Among the big changes for Africa this millennium has been the hard lessons learnt in the 20 years after the 1970s commodities bubble burst. The continent is now using investment to grow infrastructure and the manufacturing and technology sectors, which will create economies without the need for financial aid.
Uganda, for a number of years, had very passionate but disparate groups working independently to develop the tourism sector, but that landscape is going to change substantially in the next five years as the country’s business sector grows alongside oil production and – ultimately – export.
Business should, therefore, be viewing Uganda’s economic future with optimism – as should the African hospitality industry. In hospitality industry terms, the old adage, “build it and they will come”, has become obsolete in many countries, but as Uganda stands on the brink of a new age of business travel, that is precisely what is about to happen.
Developing hotels in Hoima district (where the Protea Hospitality Group currently has a hotel under construction) is a no-brainer because of the need for quality accommodation as the construction of an oil refinery moves ever closer.

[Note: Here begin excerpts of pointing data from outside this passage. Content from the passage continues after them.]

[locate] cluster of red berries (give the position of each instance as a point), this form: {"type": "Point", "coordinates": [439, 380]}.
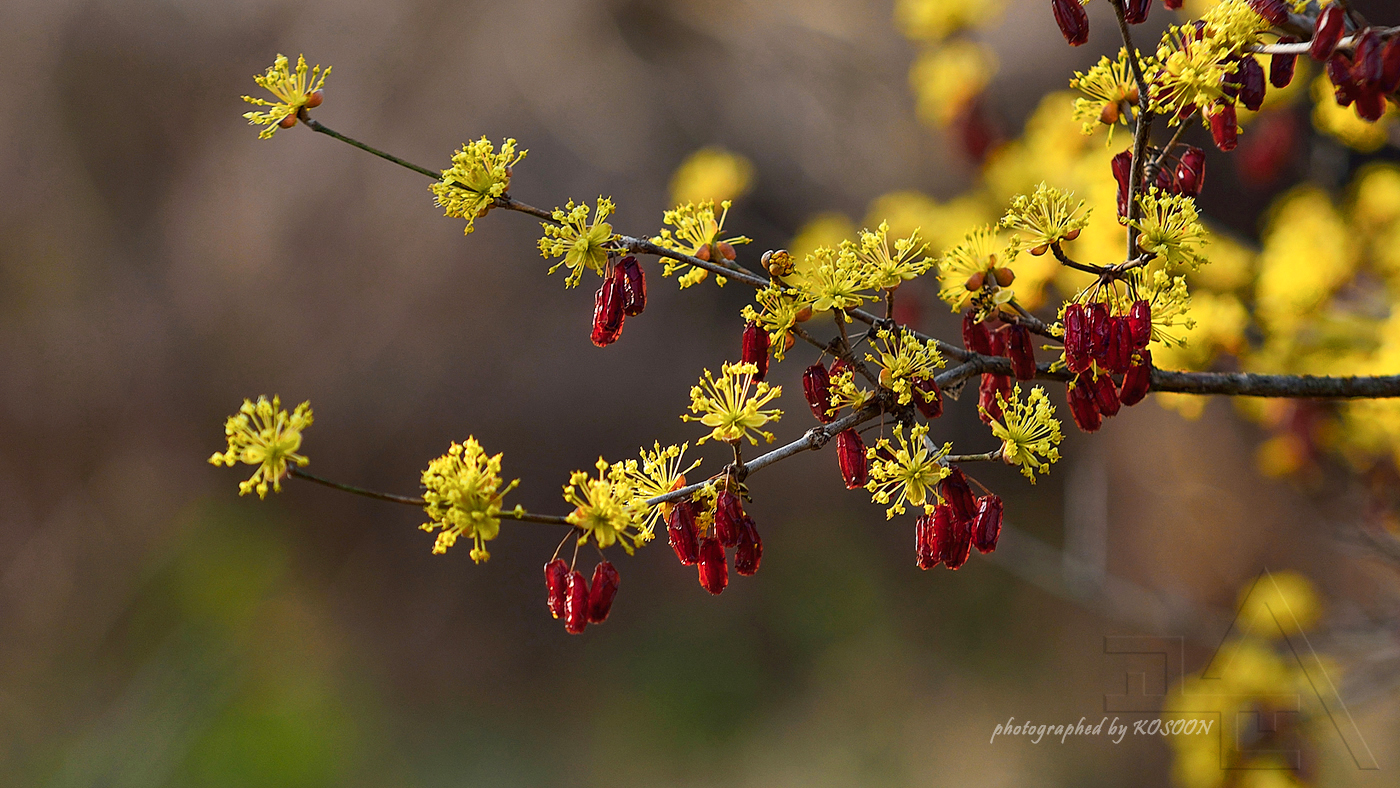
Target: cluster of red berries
{"type": "Point", "coordinates": [1011, 340]}
{"type": "Point", "coordinates": [1096, 346]}
{"type": "Point", "coordinates": [731, 529]}
{"type": "Point", "coordinates": [623, 294]}
{"type": "Point", "coordinates": [577, 601]}
{"type": "Point", "coordinates": [956, 525]}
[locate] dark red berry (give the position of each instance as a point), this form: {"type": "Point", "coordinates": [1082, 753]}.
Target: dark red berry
{"type": "Point", "coordinates": [749, 553]}
{"type": "Point", "coordinates": [850, 455]}
{"type": "Point", "coordinates": [556, 574]}
{"type": "Point", "coordinates": [714, 573]}
{"type": "Point", "coordinates": [601, 592]}
{"type": "Point", "coordinates": [576, 603]}
{"type": "Point", "coordinates": [986, 526]}
{"type": "Point", "coordinates": [756, 349]}
{"type": "Point", "coordinates": [633, 286]}
{"type": "Point", "coordinates": [682, 533]}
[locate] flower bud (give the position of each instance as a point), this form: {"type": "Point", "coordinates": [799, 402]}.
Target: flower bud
{"type": "Point", "coordinates": [933, 407]}
{"type": "Point", "coordinates": [714, 573]}
{"type": "Point", "coordinates": [1073, 20]}
{"type": "Point", "coordinates": [816, 388]}
{"type": "Point", "coordinates": [749, 553]}
{"type": "Point", "coordinates": [986, 526]}
{"type": "Point", "coordinates": [633, 286]}
{"type": "Point", "coordinates": [1224, 128]}
{"type": "Point", "coordinates": [976, 338]}
{"type": "Point", "coordinates": [1021, 350]}
{"type": "Point", "coordinates": [556, 574]}
{"type": "Point", "coordinates": [728, 518]}
{"type": "Point", "coordinates": [601, 592]}
{"type": "Point", "coordinates": [576, 603]}
{"type": "Point", "coordinates": [756, 349]}
{"type": "Point", "coordinates": [1137, 380]}
{"type": "Point", "coordinates": [1332, 23]}
{"type": "Point", "coordinates": [608, 315]}
{"type": "Point", "coordinates": [1281, 66]}
{"type": "Point", "coordinates": [681, 532]}
{"type": "Point", "coordinates": [850, 455]}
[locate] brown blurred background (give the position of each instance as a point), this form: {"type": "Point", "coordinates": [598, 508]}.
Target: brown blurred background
{"type": "Point", "coordinates": [158, 263]}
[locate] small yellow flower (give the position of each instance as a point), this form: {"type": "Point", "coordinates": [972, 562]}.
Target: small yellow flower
{"type": "Point", "coordinates": [583, 244]}
{"type": "Point", "coordinates": [906, 475]}
{"type": "Point", "coordinates": [266, 435]}
{"type": "Point", "coordinates": [476, 178]}
{"type": "Point", "coordinates": [606, 508]}
{"type": "Point", "coordinates": [464, 497]}
{"type": "Point", "coordinates": [1028, 431]}
{"type": "Point", "coordinates": [293, 91]}
{"type": "Point", "coordinates": [732, 406]}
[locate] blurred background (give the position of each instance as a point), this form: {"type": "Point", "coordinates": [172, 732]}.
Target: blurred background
{"type": "Point", "coordinates": [158, 263]}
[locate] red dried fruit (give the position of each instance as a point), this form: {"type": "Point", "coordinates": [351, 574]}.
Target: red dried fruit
{"type": "Point", "coordinates": [1082, 407]}
{"type": "Point", "coordinates": [1021, 350]}
{"type": "Point", "coordinates": [933, 407]}
{"type": "Point", "coordinates": [1073, 20]}
{"type": "Point", "coordinates": [749, 553]}
{"type": "Point", "coordinates": [1140, 324]}
{"type": "Point", "coordinates": [714, 573]}
{"type": "Point", "coordinates": [1281, 66]}
{"type": "Point", "coordinates": [976, 338]}
{"type": "Point", "coordinates": [1224, 128]}
{"type": "Point", "coordinates": [816, 388]}
{"type": "Point", "coordinates": [1332, 23]}
{"type": "Point", "coordinates": [576, 603]}
{"type": "Point", "coordinates": [608, 315]}
{"type": "Point", "coordinates": [556, 574]}
{"type": "Point", "coordinates": [756, 349]}
{"type": "Point", "coordinates": [1252, 83]}
{"type": "Point", "coordinates": [1137, 380]}
{"type": "Point", "coordinates": [601, 592]}
{"type": "Point", "coordinates": [850, 455]}
{"type": "Point", "coordinates": [728, 518]}
{"type": "Point", "coordinates": [986, 526]}
{"type": "Point", "coordinates": [682, 533]}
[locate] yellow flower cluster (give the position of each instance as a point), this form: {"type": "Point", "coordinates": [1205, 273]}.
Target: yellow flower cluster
{"type": "Point", "coordinates": [266, 435]}
{"type": "Point", "coordinates": [464, 496]}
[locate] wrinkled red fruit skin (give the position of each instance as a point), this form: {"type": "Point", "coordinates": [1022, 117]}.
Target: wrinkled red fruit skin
{"type": "Point", "coordinates": [1140, 324]}
{"type": "Point", "coordinates": [1137, 380]}
{"type": "Point", "coordinates": [633, 286]}
{"type": "Point", "coordinates": [986, 526]}
{"type": "Point", "coordinates": [816, 388]}
{"type": "Point", "coordinates": [850, 455]}
{"type": "Point", "coordinates": [1330, 25]}
{"type": "Point", "coordinates": [756, 349]}
{"type": "Point", "coordinates": [1021, 350]}
{"type": "Point", "coordinates": [749, 553]}
{"type": "Point", "coordinates": [728, 518]}
{"type": "Point", "coordinates": [958, 494]}
{"type": "Point", "coordinates": [930, 409]}
{"type": "Point", "coordinates": [714, 573]}
{"type": "Point", "coordinates": [1281, 66]}
{"type": "Point", "coordinates": [681, 532]}
{"type": "Point", "coordinates": [976, 338]}
{"type": "Point", "coordinates": [576, 603]}
{"type": "Point", "coordinates": [1225, 128]}
{"type": "Point", "coordinates": [1073, 20]}
{"type": "Point", "coordinates": [1252, 84]}
{"type": "Point", "coordinates": [608, 314]}
{"type": "Point", "coordinates": [987, 406]}
{"type": "Point", "coordinates": [601, 592]}
{"type": "Point", "coordinates": [926, 547]}
{"type": "Point", "coordinates": [556, 574]}
{"type": "Point", "coordinates": [1085, 412]}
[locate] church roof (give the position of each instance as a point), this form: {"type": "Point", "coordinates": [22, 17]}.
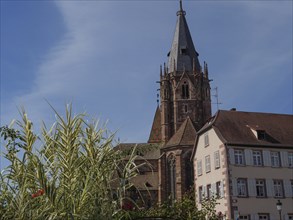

The Ugandan government and the three international oil companies have agreed to build an export pipeline and refinery, ending a deadlock that has delayed the development of large oil discoveries on its western border for almost two years.
During the construction of the refinery and after, hotels of international standard will be in demand, which will create sustained employment and a relatively predictable level of forex flowing into the region. Indirectly, this will also have a very positive spin-off for business and hospitality in Kampala, which will remain the country’s international transport and finance hub.
That said, the World Bank’s caution on future development, should not be ignored because while the country’s oil reserves will bolster the economy, it cannot be the only thing that defines prosperity going forward. The World Bank report says: Uganda can grow its economy by developing deeper links between its domestic producers and external markets.
“To unleash the potential of service exports, Uganda should eliminate restrictions in the strategic sectors of tourism, transport and logistics, and education and professional services. Uganda should diversify exports beyond food commodities, improve infrastructure and reduce transport costs.”
It is a fact that capital investment by international companies such as the Protea Hospitality Group, which hopes to see at least five more hotels built in Uganda in the next five years, is not entirely without challenges.
Like Mount Kilimanjaro, we’re here to stay.
Arthur Gillis is CEO of the Protea Hospitality Group, the largest hotel group in Africa with some 130 hotels in 10 countries.